That means when churches teach men they are ordained by God as leaders to whom women must submit, the step to using that to justify abuse isn’t a long one. If churches teach men that women are temptresses and are responsible for men’s sexual urges, then blaming women when men act on those urges is easy. Theologies that subordinate women, devalue the body and narrowly circumscribe sexuality create a theological framework for abuse.
Evangelical churches often teach that women are to submit to men and that only men are qualified to serve as leaders. This submission reinforces women’s secondary status and gives men more credibility than their accusers.
“Because Eve was a temptress, all women are sexual temptresses.”
Many evangelicals believe Eve was responsible for the Fall and therefore all women still bear the consequences of Eve’s decision. Her story also has become intertwined with ideas of sexual sin, and so, because Eve was a temptress, all women are sexual temptresses.
Purity culture has amplified this belief into a central tenet of much of evangelical culture that sees girls’ and women’s sexuality as dangerous and a potential stumbling block for boys and men if not controlled.
Evangelical ideas about forgiveness also are problematic. Forgiveness comes with a simple prayer. No restitution is needed. In fact, forgiveness for the perpetrator comes from God without any need to engage the survivor at all. Even more troubling, churches often pressure women to forgive their abusers without any expectation of accountability from the perpetrators, and they go so far as to tell women they themselves are sinning if they refuse to forgive.
An evangelical woman once told me she counseled a woman to return to her abusive husband. She explained to me that if he killed her, while sad, it would be OK because she was saved and would go to heaven, and her witness might lead her husband to be saved.
“She explained to me that if he killed her, while sad, it would be OK because she was saved and would go to heaven, and her witness might lead her husband to be saved.”
In much of evangelical thinking, salvation is all that matters, and it comes with saying a prayer. With that, all is made new, and there is no need for accountability for past wrongs, no need to make things right, no need for restitution. This means a church may well believe that if a perpetrator says he’s asked God for forgiveness it’s OK to keep him on or hire him and expect his victim to let the matter go.
Many evangelical churches’ exclusion of women from ministry means most church staff members, especially pastors, are men. These men have incredible authority over women as their spiritual leaders, and perpetrators use this trusting relationship to groom victims and ensure their silence. As the story about Denton Bible Church notes, the absence of women from the process of dealing with abuse was part of the problem.

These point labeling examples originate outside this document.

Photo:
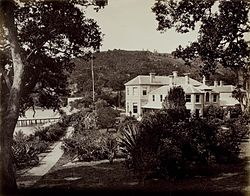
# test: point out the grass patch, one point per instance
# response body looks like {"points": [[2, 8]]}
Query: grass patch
{"points": [[115, 177]]}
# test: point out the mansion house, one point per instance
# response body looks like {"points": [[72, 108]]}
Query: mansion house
{"points": [[147, 92]]}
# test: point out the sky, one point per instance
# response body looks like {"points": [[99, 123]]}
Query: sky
{"points": [[131, 25]]}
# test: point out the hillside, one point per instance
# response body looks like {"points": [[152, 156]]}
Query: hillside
{"points": [[116, 67]]}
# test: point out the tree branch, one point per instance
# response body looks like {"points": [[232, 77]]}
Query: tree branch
{"points": [[39, 46]]}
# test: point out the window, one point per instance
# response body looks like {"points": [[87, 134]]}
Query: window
{"points": [[215, 98], [207, 97], [197, 98], [197, 112], [161, 98], [135, 91], [135, 108], [188, 98]]}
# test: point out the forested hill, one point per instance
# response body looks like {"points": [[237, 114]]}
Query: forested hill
{"points": [[114, 68]]}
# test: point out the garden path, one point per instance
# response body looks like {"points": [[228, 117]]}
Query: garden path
{"points": [[31, 176]]}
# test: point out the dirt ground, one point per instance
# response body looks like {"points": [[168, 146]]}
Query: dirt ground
{"points": [[116, 178]]}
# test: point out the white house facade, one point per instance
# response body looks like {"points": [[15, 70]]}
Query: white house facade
{"points": [[147, 92]]}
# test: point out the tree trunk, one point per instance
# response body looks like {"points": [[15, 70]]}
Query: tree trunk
{"points": [[10, 115]]}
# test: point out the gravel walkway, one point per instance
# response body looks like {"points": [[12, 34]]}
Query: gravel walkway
{"points": [[30, 177]]}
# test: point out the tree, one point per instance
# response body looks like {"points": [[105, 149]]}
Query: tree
{"points": [[222, 26], [38, 39]]}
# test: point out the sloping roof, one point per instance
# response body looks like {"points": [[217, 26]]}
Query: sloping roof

A men-only pastorate is part of the problem of the church’s inability to deal with sexual abuse. It reinforces men’s power over women; it forces women into dependence on men and men’s leadership, including spiritual leadership; it means women have to go to men pastors to talk about even the most intimate of issues if they are seeking pastoral care; it assumes men can make decisions about and for women without the benefit of women’s experiences or input; it reproduces “bro” culture in which men engage in a baptized version of locker room talk — a bonding talk that excludes women, minimizes women and reaffirms men’s superiority — and support each other in the face of accusations of abuse.
The church needs to do some serious rethinking of the ways these theological notions are harmful to women and a betrayal of the good news of Jesus who announced liberation for all people. Theology is the product of social processes, and those processes historically have worked to ensure the maintenance of patriarchy. Faithful theologies must be open to God’s ongoing revelation that moves us always toward love and justice.
Suggestions for churches to do better
If the church’s track record in dealing with sexual abuse has been this abysmal, what’s to be done? We actually know a lot that can help prevent sexual abuse and can help support survivors and hold perpetrators accountable when abuse does happen.
“This is not a case of a proverbial few bad apples. The entire system is rotten.”
Central to becoming more effective in addressing abuse is the recognition that change must be systemic. It cannot focus simply on trying to change individual men. This is not a case of a proverbial few bad apples. The entire system is rotten. So here are a few suggestions for systemic change.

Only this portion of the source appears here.